Sven Harmeling, Teamleiter für Internationale Klimapolitik bei Germanwatch: "Schäden und Verluste von Extremwetterereignissen sind bereits heute harte Realität in vielen Entwicklungsländern. Dies zeigen die Untersuchungsergebnisse des Globalen Klima-Risiko-Index. Jüngste Forschungsergebnisse zeigen, dass der Klimawandel ein zunehmender Faktor für die Häufigkeit von besonders heftigen Hitzewellen mit schweren Konsequenzen ist. In Doha brauchen wir ernsthafte Fortschritte in den Verhandlungen zur Reduktion von Treibhausgasen, mehr Geld für die Anpassung an den Klimawandel und den Startschuss für den Aufbau eines internationalen Mechanismus als Reaktion auf trotzdem auftretende Schäden und Verlusten." Harmeling hofft, dass die Katastrophe auch in Thailand eine neue Nachdenklichkeit auslöst. "Thailand gehört zu den wenigen relevanten Ländern, die beim UN-Klimasekretariat noch keine konkreten Zusagen eingereicht haben, um zumindest ihren Emissionsanstieg zu mindern", fügt Sven Harmeling hinzu.

Auf der Langzeit-Rangliste von 1991-2011 hatten Honduras, Myanmar und Nicaragua besonders viele Schäden und Todesfälle zu beklagen. Zum ersten Mal landet Bangladesch nicht mehr unter den ersten drei Ländern, sondern verbessert sich auf Rang vier. Sven Harmeling: "Die Sturmkatastrophe von 1991 mit mehr als 140.000 Todesfällen ist nun nicht mehr in der Analyse der letzten 20 Jahre berücksichtigt. Zudem ist das Land auch eines der wenigen armen Länder, das zahlreiche Maßnahmen mit und ohne externe Unterstützung durchgeführt hat, um sich besser auf den Klimawandel vorzubereiten. Bangladesch zeigt, dass aktive Anpassung hilft, um Schäden und Verluste zu reduzieren."
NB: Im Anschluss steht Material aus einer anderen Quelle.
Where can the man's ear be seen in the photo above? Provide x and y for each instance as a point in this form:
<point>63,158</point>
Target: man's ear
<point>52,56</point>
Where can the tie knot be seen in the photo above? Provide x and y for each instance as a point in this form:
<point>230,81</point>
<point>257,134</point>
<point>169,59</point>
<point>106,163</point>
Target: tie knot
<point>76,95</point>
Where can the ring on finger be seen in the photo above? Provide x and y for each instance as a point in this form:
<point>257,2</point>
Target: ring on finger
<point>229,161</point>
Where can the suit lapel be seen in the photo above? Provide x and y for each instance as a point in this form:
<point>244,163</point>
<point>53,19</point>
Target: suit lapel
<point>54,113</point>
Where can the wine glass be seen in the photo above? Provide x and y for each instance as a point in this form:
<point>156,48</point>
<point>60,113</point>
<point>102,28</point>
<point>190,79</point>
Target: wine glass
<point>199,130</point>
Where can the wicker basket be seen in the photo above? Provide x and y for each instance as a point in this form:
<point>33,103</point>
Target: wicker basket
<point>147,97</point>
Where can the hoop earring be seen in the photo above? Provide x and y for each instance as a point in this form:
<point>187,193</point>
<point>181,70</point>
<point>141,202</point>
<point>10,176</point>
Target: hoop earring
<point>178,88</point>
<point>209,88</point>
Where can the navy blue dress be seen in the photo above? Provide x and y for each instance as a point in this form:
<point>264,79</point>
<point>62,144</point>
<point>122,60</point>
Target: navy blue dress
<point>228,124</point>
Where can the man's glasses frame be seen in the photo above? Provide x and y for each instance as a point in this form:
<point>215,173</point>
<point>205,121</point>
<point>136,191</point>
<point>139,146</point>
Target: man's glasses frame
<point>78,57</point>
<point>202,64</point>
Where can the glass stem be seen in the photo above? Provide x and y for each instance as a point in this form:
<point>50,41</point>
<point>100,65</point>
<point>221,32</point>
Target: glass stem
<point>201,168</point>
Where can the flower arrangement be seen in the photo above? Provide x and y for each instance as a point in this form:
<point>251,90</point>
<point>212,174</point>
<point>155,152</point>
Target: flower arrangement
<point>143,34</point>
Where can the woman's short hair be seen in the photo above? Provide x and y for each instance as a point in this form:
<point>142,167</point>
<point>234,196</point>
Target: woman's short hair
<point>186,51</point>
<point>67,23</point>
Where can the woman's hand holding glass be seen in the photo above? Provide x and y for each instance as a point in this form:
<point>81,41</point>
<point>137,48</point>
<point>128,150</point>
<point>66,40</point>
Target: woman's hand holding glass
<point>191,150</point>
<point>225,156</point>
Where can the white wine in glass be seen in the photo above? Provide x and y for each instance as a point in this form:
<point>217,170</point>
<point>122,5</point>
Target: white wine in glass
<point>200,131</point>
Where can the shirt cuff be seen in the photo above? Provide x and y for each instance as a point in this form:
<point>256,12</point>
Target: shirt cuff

Für Rückfragen und Interviewwünsche wenden Sie sich bitte an:
Sven Harmeling, Teamleiter Internationale Klimapolitik: harmeling@germanwatch.org
Larissa Neubauer, Pressereferentin: neubauer@germanwatch.org


Die Hauptaussagen des KRI 2013

  • Honduras, Myanmar und Nicaragua waren zwischen 1992 und 2011 am stärksten von extremen Wetterereignissen betroffen;
  • Acht der der zehn am stärksten betroffenen Länder (1992-2011) waren Entwicklungsländer aus der Gruppe der Länder mit niedrigem oder niedrigem mittleren Pro-Kopf-Einkommen. Zwei gehören zu den Länder mit höheren mittleren Einkommen;
  • Insgesamt starben zwischen 1992 und 2011 mehr als 530.000 Menschen als direkte Folge von mehr als 15.000 extremen Wetterereignissen und es kam in diesem Zeitraum zu Verlusten von mehr als 2,5 Billionen USD in Kaufkraftparitäten (USD 1,68 Billionen Verlust in Originalwerten);
  • Im Jahr 2011 wird die Liste der am stärksten betroffenen Länder von Thailand, Kambodscha, Pakistan, El Salvador und den Philippinen angeführt;
  • Die Verluste und Schäden durch den menschengemachten Klimawandel werden voraussichtlich weiter zunehmen. Der aktuell fehlende Ehrgeiz zur Emissionsminderung führt die Welt auf einen Pfad hin zu einem Anstieg der Durchschnittstemperatur von 4 bis 5°C, mit der Gefahr eines sich selbst verstärkenden Klimawandels und entsprechender drastischer Konsequenzen. In Doha sollten ein ambitioniertes Arbeitsprogramm zur kurzfristigen Erhöhung der Klimaschutzambition sowie Ziele für die zweite Verpflichtungsperiode des Kyoto-Protokolls, die im Einklang mit der 2°C-Grenze sind, vereinbart werden;
  • Bei der COP 18 in Doha diskutieren die VerhandlerInnen nächste Schritte zum Arbeitsprogramm zu klimawandelbedingten Schäden. Hierbei sollten verschiedenste Ansätze diskutiert werden, auch ein internationaler Mechanismus, um einen umfassenden und ambitionierten Ansatz zu Klimaschäden aufzubauen.
  • Viele Entwicklungsländer ergreifen bereits Maßnahmen, um sich auf die klimabedingten Katastrophen vorzubereiten und die Anpassung an extreme Wettereignisse zu fördern sowie durchzuführen. Allerdings ist eine ausreichende finanzielle und institutionelle Unterstützung durch die Industrieländer erforderlich, um die Katastrophenvorsorge und Widerstandsfähigkeit der ärmeren Länder weiter zu stärken. In Doha sollten die Industrieländer klare Ankündigungen zur Klimafinanzierung für die Zeit nach 2012 machen und mit der Entwicklung eines Planes zum Aufwuchs dieser Mittel auf die versprochenen 100 Milliarden USD bis 2020 beginnen.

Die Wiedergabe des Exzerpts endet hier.